Arizona and California lawmakers want to free taxpayers from the nearly $1 billion a year burden of detaining illegal criminals—and the even costlier burden of detaining those illegals’ children. In Fresno, now 45 percent Hispanic, 20 percent of the county jail inmates are illegal immigrants, as are about one-quarter of emergency-room patients. No wonder Fresno’s mayor called in November 2005 for securing the border. The county of Riverside, California, voted in April to start turning in its illegal-alien jail inmates—who make up between 12 and 25 percent of its inmate population—to the Immigration and Customs Enforcement, joining a handful of jail systems now abandoning the long-standing taboo against checking criminals’ immigration status. Naturally, immigrant advocates in Southern California have branded the new policy a civil rights violation.
Lived experience fuels these citizen movements for immigration control. If conservatives dismiss them as delusional, the Republican Party will pay dearly at the polls. Rather than dismissing the public’s anguish over large-scale lawbreaking, conservatives should honor the public’s commitment to the sanctity of the legislative will.
The proponents of amnesty have manufactured an artificial crisis. They say that it is imperative to legalize the millions of illegals here now, so that the illegals can “come out of the shadows.” In reality, the minor inconveniences imposed by illegal status are nothing more than what the illegals bargained for. Illegal aliens have no legitimate claim to be legalized before the country makes sure that its border control is working.
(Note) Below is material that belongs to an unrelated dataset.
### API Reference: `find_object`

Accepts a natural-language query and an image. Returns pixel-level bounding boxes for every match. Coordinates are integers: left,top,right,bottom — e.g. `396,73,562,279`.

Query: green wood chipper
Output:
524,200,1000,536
Enforcement must precede a liberalization of immigration rules—which is why “comprehensive” immigration reform (the conservative code word for amnesty and increased levels of immigration) is not the solution to our border crisis but rather a guarantee of continued anarchy. Amnesty and the impossibility of enforcing a complicated new immigration scheme will undermine border control, just as they did in 1986. The first item of business on the conservative agenda should be enforcing the law already on the books.
But the most important value that conservatives can bring to this debate is honesty. Many of the costs imposed by Mexican immigrants are a function of their lack of education, their low incomes, and their own and their children’s behavior, not their legal status. Without question, we must balance those costs against the immigrant generation’s admirable work ethic. But immigration reform that institutionalizes the present immigration mix—or, worse, increases its volume by three to five times—is certain to expand the Hispanic underclass. There are many educated foreigners patiently waiting for permission to migrate to the United States. The United States can better honor its immigrant heritage by accelerating their entry rather than by continuing to favor the most low-skilled of our neighboring populations.